Monday, 6 October 2008

Between tar, tar.gz, tar.bz2

For a long time I have been wondering what should be the ideal compression when you copy a bunch of files over a local network. Today I copied a full ubuntu installation of 2 G over the network, piping the tar command into ssh.
Something like:

cd /
tar --one-file-system -cf - . | ssh user@backup " cd /restore && tar xf -"

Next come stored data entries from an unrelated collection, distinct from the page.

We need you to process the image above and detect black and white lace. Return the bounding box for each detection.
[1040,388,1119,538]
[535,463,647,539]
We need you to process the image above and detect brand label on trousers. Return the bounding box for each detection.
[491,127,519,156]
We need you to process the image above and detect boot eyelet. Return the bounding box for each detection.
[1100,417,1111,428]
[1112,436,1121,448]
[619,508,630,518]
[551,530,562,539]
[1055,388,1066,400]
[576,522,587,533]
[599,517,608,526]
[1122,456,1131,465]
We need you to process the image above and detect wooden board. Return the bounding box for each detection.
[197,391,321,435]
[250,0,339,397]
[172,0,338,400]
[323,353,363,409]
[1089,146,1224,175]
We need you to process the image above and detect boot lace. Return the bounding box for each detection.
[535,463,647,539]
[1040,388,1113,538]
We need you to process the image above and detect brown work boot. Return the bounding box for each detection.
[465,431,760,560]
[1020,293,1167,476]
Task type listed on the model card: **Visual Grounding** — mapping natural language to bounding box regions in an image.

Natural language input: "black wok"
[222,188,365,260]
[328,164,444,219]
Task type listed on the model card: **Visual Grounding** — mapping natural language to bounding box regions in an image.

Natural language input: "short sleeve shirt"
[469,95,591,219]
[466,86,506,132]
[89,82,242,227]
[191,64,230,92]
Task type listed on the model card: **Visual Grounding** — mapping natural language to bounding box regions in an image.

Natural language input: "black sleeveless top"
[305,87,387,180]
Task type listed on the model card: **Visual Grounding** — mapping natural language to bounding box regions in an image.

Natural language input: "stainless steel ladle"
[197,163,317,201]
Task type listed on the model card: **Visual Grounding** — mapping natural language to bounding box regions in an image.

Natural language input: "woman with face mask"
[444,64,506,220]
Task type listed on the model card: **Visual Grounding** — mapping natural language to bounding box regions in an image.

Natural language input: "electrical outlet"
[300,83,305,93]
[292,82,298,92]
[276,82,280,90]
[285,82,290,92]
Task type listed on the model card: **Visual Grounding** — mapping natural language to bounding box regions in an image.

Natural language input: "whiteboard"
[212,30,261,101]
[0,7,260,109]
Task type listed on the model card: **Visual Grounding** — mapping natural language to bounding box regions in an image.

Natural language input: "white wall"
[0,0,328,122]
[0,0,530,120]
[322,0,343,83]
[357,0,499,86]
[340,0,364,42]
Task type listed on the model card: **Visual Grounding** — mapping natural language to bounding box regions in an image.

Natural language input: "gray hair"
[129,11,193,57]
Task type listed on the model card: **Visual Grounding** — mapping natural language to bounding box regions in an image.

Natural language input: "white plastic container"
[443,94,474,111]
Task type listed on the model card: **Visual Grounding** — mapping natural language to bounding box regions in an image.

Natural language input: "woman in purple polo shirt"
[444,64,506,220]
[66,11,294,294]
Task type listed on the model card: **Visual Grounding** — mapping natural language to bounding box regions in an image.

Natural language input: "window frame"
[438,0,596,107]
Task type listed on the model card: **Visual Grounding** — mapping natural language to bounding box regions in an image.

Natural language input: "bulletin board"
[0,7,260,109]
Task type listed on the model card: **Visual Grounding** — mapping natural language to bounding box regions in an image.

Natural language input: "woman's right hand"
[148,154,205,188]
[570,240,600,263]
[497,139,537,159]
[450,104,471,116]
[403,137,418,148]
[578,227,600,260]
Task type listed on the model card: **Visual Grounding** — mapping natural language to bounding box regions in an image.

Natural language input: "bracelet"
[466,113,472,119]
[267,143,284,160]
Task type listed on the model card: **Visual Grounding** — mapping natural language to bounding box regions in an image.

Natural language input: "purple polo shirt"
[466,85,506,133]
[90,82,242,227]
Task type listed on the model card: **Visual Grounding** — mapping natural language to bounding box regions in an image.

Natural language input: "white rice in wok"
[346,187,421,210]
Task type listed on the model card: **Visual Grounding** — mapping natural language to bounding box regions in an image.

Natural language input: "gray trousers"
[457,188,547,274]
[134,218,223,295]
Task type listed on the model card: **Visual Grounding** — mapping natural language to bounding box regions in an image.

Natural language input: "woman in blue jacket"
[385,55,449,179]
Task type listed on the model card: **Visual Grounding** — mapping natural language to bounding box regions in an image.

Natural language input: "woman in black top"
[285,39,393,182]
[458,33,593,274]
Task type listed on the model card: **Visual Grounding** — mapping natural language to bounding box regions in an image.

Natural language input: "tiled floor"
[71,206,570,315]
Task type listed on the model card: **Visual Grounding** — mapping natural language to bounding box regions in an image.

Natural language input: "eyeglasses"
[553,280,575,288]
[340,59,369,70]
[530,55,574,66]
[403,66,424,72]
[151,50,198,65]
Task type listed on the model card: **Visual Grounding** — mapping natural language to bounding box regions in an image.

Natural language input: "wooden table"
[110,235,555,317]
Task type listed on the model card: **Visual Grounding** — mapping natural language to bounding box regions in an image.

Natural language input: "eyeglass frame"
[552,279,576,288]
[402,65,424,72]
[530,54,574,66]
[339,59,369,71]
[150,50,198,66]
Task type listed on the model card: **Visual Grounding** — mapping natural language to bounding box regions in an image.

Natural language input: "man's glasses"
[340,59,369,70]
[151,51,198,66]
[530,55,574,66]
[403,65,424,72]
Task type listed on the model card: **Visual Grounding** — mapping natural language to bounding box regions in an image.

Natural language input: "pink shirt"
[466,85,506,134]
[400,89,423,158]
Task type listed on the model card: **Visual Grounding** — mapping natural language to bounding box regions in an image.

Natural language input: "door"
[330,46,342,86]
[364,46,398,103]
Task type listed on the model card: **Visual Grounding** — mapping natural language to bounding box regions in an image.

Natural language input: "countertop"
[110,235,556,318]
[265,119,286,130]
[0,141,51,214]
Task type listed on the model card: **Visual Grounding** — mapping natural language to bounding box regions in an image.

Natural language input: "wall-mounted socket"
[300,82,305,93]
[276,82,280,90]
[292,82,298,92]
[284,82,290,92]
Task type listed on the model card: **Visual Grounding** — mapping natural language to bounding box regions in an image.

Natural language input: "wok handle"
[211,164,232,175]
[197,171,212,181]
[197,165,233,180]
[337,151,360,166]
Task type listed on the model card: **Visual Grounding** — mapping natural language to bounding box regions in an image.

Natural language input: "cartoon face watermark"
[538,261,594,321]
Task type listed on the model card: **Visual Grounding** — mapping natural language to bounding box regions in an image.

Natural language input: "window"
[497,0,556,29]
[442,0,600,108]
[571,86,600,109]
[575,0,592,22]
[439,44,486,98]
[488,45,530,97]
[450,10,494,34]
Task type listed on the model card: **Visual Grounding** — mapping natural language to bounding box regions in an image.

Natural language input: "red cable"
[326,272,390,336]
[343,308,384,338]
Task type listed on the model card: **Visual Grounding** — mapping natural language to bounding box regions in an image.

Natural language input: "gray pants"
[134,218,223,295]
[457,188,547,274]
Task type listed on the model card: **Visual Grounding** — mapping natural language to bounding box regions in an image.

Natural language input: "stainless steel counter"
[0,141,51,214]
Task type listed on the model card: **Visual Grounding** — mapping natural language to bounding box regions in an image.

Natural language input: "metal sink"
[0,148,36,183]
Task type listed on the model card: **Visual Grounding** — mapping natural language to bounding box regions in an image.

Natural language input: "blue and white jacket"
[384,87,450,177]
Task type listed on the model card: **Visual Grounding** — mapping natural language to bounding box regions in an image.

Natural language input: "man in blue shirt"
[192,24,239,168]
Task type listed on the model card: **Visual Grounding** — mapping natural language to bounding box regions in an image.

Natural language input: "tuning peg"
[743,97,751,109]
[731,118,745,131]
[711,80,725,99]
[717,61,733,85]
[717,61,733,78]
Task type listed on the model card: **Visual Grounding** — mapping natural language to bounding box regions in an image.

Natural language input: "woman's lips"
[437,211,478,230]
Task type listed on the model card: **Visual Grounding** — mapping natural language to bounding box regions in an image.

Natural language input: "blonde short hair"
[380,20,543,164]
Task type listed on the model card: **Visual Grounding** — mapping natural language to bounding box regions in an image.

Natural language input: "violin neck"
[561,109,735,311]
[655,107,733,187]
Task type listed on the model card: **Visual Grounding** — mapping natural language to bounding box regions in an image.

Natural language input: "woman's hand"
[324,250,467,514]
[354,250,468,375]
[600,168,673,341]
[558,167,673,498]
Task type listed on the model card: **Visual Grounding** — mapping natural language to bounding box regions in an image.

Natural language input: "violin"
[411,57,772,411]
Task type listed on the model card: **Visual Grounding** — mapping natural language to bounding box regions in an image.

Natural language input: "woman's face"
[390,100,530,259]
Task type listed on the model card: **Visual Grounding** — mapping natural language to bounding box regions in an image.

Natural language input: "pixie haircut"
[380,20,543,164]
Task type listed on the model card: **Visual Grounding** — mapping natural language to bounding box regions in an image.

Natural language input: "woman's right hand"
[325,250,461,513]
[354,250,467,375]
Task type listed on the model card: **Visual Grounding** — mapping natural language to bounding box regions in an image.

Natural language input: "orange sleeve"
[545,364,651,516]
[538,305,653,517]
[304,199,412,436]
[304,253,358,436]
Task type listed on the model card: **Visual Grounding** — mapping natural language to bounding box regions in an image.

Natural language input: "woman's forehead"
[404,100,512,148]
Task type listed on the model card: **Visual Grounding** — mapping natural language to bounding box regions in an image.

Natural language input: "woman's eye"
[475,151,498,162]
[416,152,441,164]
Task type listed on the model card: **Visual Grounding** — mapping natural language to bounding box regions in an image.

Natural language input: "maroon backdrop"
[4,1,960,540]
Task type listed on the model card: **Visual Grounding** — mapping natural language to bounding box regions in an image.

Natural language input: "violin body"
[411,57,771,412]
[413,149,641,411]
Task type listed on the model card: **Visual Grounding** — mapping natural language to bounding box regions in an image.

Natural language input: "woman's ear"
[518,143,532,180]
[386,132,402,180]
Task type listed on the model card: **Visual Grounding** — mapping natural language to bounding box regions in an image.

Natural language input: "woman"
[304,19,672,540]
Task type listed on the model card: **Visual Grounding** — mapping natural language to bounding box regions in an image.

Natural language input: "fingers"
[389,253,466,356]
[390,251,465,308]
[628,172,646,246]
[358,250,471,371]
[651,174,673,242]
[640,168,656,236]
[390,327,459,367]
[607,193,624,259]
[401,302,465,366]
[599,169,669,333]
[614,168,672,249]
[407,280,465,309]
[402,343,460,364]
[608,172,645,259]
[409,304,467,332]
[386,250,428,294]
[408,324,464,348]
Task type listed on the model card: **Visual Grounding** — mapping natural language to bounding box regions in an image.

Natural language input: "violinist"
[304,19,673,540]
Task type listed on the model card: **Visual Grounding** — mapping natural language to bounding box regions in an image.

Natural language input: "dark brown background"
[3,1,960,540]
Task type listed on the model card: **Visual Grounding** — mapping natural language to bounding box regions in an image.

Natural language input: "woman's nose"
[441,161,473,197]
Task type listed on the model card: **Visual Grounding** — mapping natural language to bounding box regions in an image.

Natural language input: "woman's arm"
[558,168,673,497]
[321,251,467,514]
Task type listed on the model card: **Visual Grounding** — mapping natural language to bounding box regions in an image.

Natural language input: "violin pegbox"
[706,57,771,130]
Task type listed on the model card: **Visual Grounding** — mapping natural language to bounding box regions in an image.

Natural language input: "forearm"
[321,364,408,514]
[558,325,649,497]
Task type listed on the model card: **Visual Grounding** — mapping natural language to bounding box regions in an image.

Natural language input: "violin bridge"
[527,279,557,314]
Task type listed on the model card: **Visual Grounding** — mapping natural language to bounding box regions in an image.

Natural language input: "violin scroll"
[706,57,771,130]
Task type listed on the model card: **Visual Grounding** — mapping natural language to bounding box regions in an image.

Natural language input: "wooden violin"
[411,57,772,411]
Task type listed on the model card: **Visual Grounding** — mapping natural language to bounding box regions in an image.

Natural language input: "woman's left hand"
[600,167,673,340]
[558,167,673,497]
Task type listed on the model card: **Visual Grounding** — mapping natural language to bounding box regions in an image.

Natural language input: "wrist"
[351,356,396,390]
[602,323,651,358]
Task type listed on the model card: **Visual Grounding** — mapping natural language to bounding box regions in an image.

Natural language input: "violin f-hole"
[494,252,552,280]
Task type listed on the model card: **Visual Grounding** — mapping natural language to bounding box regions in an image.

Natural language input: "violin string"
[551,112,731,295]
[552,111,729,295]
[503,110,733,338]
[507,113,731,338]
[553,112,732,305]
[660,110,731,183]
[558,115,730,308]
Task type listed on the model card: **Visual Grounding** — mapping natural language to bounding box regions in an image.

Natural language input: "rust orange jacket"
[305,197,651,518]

I measured the time taken with the time command.

And the results:

tar cjvf 19m53
tar czvf 9m20
tar cvf 11m02

So it looks it is the gzip compression which saves the more time.

Sunday, 21 September 2008

Embedded opensource does not need to be unix-like

Today while looking for some embedded Linux Hardware for libera, I stumbled upon Rockbox, which is an alternative GPL firmware for a variety of MP3 players like Ipod, and Iriver. I found this project quite interesting because:
  1. they support quite a number of device including mine ( iriver H340, one of the few MP3 players who supported ogg vorbis out of the box )
  2. they took the approach to write a firmware from scratch, and not try to port Linux which would be probably overkill for these kind of devices ( ARM cpu, or Motorola Coldfire )
I am looking forward to having a try, especially they boast a port of Doom !

Sunday, 14 September 2008

Next Ubuntu release will include 802.11n support

I downloaded yesterday the ubuntu kernel source tarball to see which driver, the next ubuntu release will include, and I noticed with pleasure they plan to include linux 2.6.27. Although not officially released yet, 2.6.27 will included ath9k, a driver written by Atheros to support their last 802.11n chipset.
The forthcoming kernel will also include the ath9k driver, wich is a completely opensource driver for older Atheros chipsets, without the binary blob, and it means we will be able to include much more from Atheros in libera.cc

Monday, 25 August 2008

FreeBSD compatibility added to libera.cc

Today we added the last missing pieces for the beta release of libera.cc: the information concerning FreeBSD 7.0 compatibility. It went quite fast, and unfortunately I have to say it is due to the lack of support for many devies , for instance it is not possible to have a DVB-T tuner on FreeBSD, and no webcam with kernel support. I have only experience with FreeBSD on servers and I had no clue about this.
On the other FreeBSD is _much_ more nicely documented, nearly every driver has a man page detailing the chipset that the driver is aimed at, _and_ a list of commercial devices using that very chipset. Which makes finding what works in a much reliable way.
So as usual there is a bit of good everywhere.